Got a grave to tend now. A woodland one so minimum work really. We had a few months of watering. And some autumn planting for a spring display of wildflowers, organised by my mum and dad. Now it’s all about fallen leaves and changing colours.
The big news in cemetery world (I suspect it’s a fairly low key news space generally) is LB has a tree. The cemetery staff planted it so carefully we wondered if it had been there all along. We’d just not noticed it. They also carefully replaced his collection of lorries,buses and Eddie Stobart memorabilia around it. You’re not really supposed to have stuff in this section of the cemetery but I think the cemetery staff pretend not to notice. He was only 18.

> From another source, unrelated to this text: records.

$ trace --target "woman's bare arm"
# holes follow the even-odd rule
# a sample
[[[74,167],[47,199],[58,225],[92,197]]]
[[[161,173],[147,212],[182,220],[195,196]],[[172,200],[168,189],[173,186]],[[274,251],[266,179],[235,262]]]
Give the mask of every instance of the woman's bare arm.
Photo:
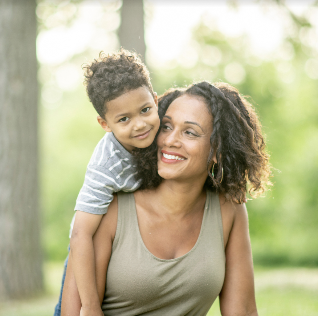
[[[221,313],[257,316],[246,208],[245,204],[229,202],[221,204],[226,258],[225,278],[219,295]]]
[[[96,282],[101,305],[104,298],[106,274],[117,228],[118,211],[117,196],[115,195],[93,237]],[[69,256],[63,288],[61,316],[79,316],[82,306],[72,268],[71,257]]]

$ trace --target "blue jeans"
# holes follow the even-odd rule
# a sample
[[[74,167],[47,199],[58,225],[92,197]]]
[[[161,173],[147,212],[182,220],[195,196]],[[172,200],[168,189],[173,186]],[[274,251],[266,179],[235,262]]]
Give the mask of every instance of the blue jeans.
[[[68,251],[70,251],[70,246],[68,246]],[[62,304],[62,294],[63,292],[63,287],[64,286],[64,281],[65,280],[65,275],[66,274],[66,268],[67,266],[67,262],[68,262],[68,256],[66,257],[65,261],[64,263],[64,271],[63,271],[63,276],[62,278],[62,285],[61,286],[61,291],[60,292],[60,296],[59,298],[59,302],[55,306],[55,310],[54,311],[54,314],[53,316],[61,316],[61,304]]]

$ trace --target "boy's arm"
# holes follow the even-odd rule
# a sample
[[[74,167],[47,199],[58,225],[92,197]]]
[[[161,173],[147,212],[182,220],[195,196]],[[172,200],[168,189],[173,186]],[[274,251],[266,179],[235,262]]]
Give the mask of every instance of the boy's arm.
[[[97,293],[93,242],[102,216],[76,211],[70,241],[73,271],[82,303],[80,316],[104,315]]]

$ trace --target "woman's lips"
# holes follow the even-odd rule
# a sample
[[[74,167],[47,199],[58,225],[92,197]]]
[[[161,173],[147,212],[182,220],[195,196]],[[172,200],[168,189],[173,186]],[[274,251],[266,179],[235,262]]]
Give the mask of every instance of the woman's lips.
[[[133,137],[135,138],[138,138],[138,139],[143,139],[144,138],[145,138],[148,137],[150,133],[150,131],[151,130],[151,129],[150,128],[149,131],[145,132],[142,134],[139,134],[136,136],[134,136]]]
[[[161,157],[162,161],[167,163],[173,163],[175,162],[180,162],[186,159],[185,157],[177,153],[162,150],[161,153],[162,154]]]

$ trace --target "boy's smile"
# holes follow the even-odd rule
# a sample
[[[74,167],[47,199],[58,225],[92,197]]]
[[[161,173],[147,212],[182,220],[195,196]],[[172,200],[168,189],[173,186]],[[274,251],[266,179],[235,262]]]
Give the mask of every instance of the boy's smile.
[[[123,93],[106,105],[104,118],[97,117],[103,129],[112,132],[128,151],[144,148],[153,141],[160,125],[158,100],[146,88],[141,87]]]

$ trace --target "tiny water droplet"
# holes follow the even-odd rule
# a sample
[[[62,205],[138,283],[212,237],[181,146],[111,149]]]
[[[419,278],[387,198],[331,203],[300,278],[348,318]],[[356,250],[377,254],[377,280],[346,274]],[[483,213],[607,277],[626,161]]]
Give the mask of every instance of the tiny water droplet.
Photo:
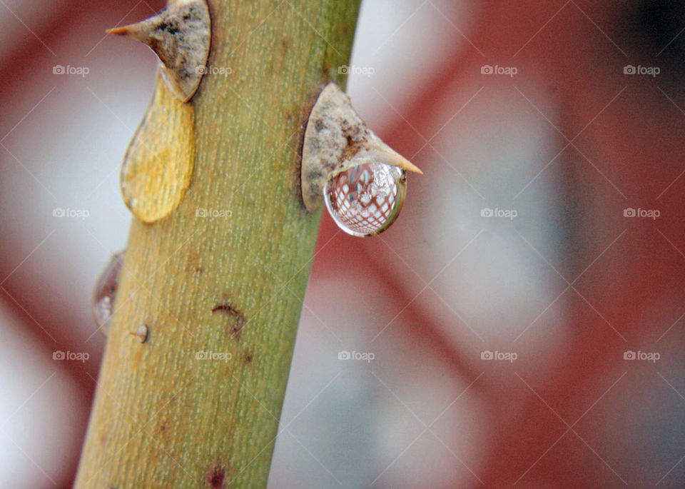
[[[124,253],[125,251],[120,251],[112,255],[107,266],[100,274],[93,293],[93,317],[99,331],[105,335],[109,330],[109,323],[114,311],[114,299],[119,286],[119,272],[123,262]]]
[[[145,343],[148,341],[148,325],[141,324],[135,331],[129,331],[128,334],[131,336],[136,336],[141,343]]]
[[[397,218],[407,191],[407,174],[397,166],[369,163],[342,171],[323,189],[338,227],[353,236],[385,231]]]

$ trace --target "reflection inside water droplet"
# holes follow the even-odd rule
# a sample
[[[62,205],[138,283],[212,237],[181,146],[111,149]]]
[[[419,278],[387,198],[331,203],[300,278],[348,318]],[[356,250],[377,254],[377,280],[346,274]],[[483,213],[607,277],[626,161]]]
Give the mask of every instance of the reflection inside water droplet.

LB is in good company. J.R. Tolkien is buried a hundred metres away, drawing a steady set of visitors from around the world. Co-founder of Healthtalkonline, Ann McPherson is close by. And local author, and husband of a friend/colleague, Tim Griggs, sadly joined LB under the trees only a few weeks ago.
Odd, but weirdly comforting, space.
I love going to my family graves – they are all next to each other and this may sound strange I get a comfort – the mainman calls his grandparents grave ”Granddad’s house” so when we go to Granddads House – we clean the stone – fresh flowers – clear the leaves [that’s the Main-mans job] in the summer we will cut the grass and take drinks and sandwiches. The cemetery is a community – meeting people – exchanging stories….. and when it’s time to go home the mainman always says bye bye Gaga and kisses the flowers……… [and of course there is the wild life]

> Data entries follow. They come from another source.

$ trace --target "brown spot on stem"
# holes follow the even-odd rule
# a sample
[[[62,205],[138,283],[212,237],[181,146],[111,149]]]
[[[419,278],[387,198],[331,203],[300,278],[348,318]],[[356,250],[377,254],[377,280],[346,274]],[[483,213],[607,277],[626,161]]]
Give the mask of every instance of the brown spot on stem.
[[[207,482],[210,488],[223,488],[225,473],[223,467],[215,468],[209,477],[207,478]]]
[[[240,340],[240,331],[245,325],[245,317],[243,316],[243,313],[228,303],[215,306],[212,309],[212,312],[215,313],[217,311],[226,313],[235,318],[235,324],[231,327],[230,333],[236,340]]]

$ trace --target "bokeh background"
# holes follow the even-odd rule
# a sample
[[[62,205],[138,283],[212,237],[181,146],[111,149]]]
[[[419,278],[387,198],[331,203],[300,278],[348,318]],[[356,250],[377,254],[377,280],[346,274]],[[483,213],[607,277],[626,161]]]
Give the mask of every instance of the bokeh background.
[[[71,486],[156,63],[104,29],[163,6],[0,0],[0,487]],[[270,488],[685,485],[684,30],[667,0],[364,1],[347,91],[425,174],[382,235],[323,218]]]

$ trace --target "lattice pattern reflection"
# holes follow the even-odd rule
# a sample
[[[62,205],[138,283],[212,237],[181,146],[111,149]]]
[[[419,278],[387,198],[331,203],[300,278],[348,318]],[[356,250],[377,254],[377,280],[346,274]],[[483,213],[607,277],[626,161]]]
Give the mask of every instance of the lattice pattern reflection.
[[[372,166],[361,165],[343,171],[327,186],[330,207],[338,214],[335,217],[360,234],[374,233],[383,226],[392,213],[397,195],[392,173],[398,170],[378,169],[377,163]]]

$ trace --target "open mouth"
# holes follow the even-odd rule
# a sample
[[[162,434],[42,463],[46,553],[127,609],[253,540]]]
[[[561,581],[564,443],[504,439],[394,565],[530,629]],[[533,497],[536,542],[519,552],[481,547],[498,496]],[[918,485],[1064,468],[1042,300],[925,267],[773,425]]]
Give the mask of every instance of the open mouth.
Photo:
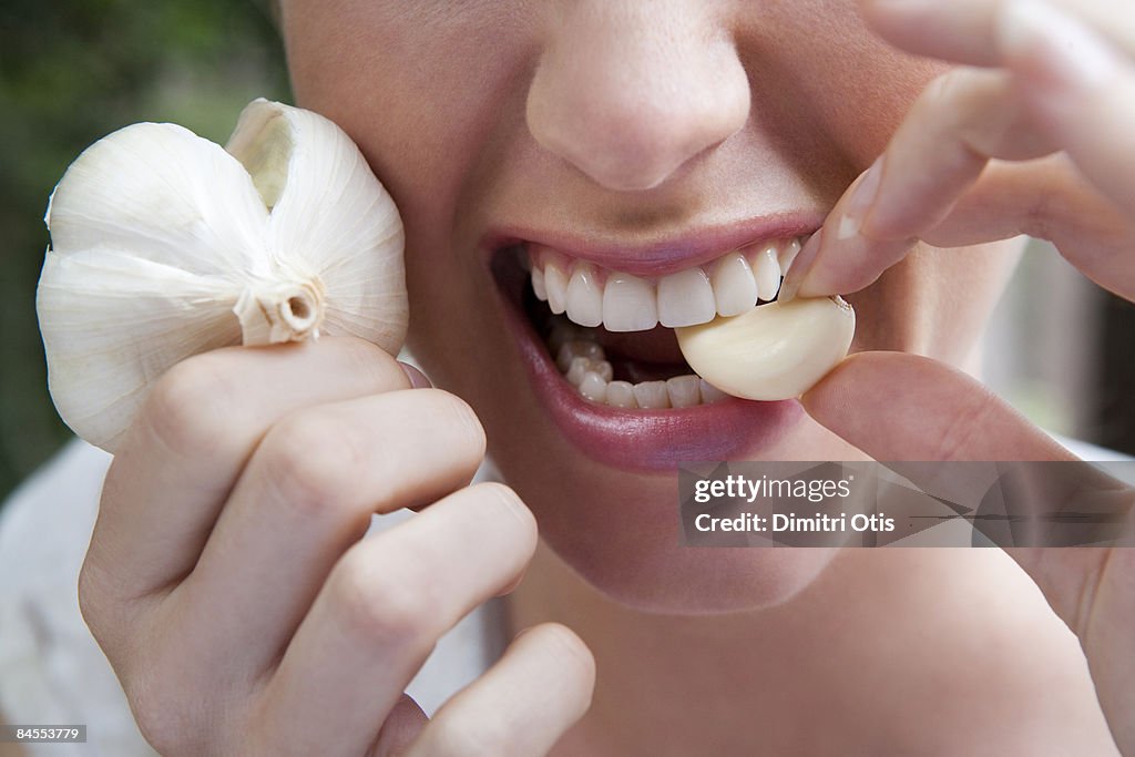
[[[602,250],[586,260],[516,236],[485,249],[536,397],[561,432],[606,465],[673,471],[770,454],[802,418],[793,401],[723,395],[689,367],[674,333],[775,300],[800,244],[777,238],[682,268],[697,255],[667,249],[634,274],[600,266],[631,259]]]
[[[690,369],[674,328],[774,302],[800,244],[756,244],[645,278],[519,243],[497,251],[494,272],[586,401],[623,410],[684,409],[725,395]]]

So the next time you go to LBs ‘House’ say me and the main-man send our love…..xx
We often go to Sam’s grave. Before he died, we had no plans (for Sam or any of us) but I’d always thought of cremation as the likely way to go.. However, (like having a child with disabilities) plans, ideas and reality rarely collide. We went for a burial and have no regrets. Sam lies in a lovely spot where the sun shines most of the day. It’s on an avenue of Poplars opposite a part of the grounds that’s a ‘wildlife’ haven. The lady we met a couple of times beforehand gave us lots of time and really cared about what is a very important decision in the midst of the awful days following Sam’s sudden death.

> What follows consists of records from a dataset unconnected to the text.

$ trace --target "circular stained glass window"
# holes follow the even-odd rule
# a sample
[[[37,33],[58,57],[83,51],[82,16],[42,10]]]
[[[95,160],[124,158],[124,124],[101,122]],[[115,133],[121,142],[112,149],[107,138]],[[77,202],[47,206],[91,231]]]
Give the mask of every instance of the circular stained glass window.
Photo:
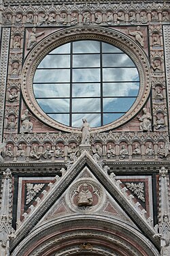
[[[63,124],[90,127],[113,122],[131,107],[139,89],[132,59],[118,48],[80,40],[57,47],[41,61],[33,91],[42,110]]]

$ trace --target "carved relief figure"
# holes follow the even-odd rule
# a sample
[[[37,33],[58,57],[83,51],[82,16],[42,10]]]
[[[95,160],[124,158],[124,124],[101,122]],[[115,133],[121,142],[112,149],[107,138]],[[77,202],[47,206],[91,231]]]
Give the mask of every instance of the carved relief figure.
[[[18,94],[16,94],[14,91],[12,91],[8,96],[8,100],[10,102],[14,102],[18,97]]]
[[[81,128],[82,132],[82,138],[81,144],[89,144],[90,143],[90,124],[87,122],[85,118],[82,119],[83,124]]]
[[[86,12],[84,14],[83,16],[83,24],[89,25],[90,21],[90,14],[88,12]]]
[[[39,159],[41,156],[42,153],[38,152],[37,146],[33,146],[33,150],[30,152],[30,157],[33,158]]]
[[[18,145],[18,150],[16,152],[16,156],[20,157],[20,156],[25,156],[25,151],[24,150],[22,149],[21,145]]]
[[[20,48],[20,46],[21,46],[20,36],[19,35],[16,35],[14,36],[14,42],[13,47],[14,48]]]
[[[139,145],[137,144],[135,145],[135,148],[132,153],[133,155],[140,155],[141,154],[141,150],[139,148]]]
[[[8,157],[13,157],[14,156],[14,153],[13,153],[13,151],[12,151],[12,146],[7,147],[7,150],[5,152],[5,156],[8,156]]]
[[[95,23],[97,24],[101,24],[102,23],[102,14],[101,13],[95,14]]]
[[[107,156],[107,158],[113,158],[116,156],[116,152],[112,148],[112,145],[109,145],[108,150],[107,150],[107,152],[106,152],[106,156]]]
[[[134,36],[135,41],[137,41],[142,47],[144,46],[144,42],[143,38],[143,33],[140,31],[140,27],[137,26],[137,31],[134,32],[130,32],[129,30],[129,35]]]
[[[28,14],[26,19],[26,23],[33,23],[33,15],[32,14]]]
[[[109,12],[107,14],[107,23],[108,25],[112,25],[114,22],[114,15],[112,12]]]
[[[122,147],[121,147],[121,150],[120,150],[119,154],[120,154],[120,158],[121,158],[121,159],[125,158],[126,156],[127,156],[129,154],[128,150],[126,148],[124,145],[122,145]]]
[[[154,154],[154,151],[151,143],[150,143],[148,147],[146,148],[146,154],[148,156],[153,156]]]
[[[78,24],[78,17],[77,17],[77,14],[73,14],[73,16],[71,18],[71,25],[75,25]]]
[[[29,115],[29,111],[26,109],[24,114],[21,115],[21,132],[32,132],[33,124],[31,119],[31,116]]]
[[[45,159],[51,158],[53,153],[54,150],[51,150],[50,147],[47,146],[44,152],[42,153],[42,156]]]
[[[84,183],[82,190],[78,194],[78,206],[92,206],[93,203],[92,195],[88,188],[88,184]]]
[[[152,116],[149,112],[147,112],[146,109],[143,109],[143,115],[141,117],[137,117],[141,122],[140,130],[143,132],[151,130],[151,120]]]
[[[27,50],[31,49],[37,42],[37,38],[41,36],[43,34],[44,34],[44,31],[36,33],[36,29],[35,27],[33,27],[32,29],[32,32],[29,33]]]
[[[53,23],[56,22],[56,17],[55,14],[54,12],[52,12],[50,14],[50,16],[48,17],[48,23]]]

I have always like walking through graveyards. So peaceful, interesting and underlying stories of so many.
Living so far from family and home, we three are the only visitors. Living as a partially ‘hidden’ family through circumstances for 18 years, very few were close to Sam. However, those who knew him were extra special people and remember him and of course, we feel him in our hearts every day.
there is a tradition, i think it is jewish where you take a pebble or small stone you picked up from where ever you have been as it symbolises that the person is in your thoughts where ever you travel. I think it is a very lovely tradition.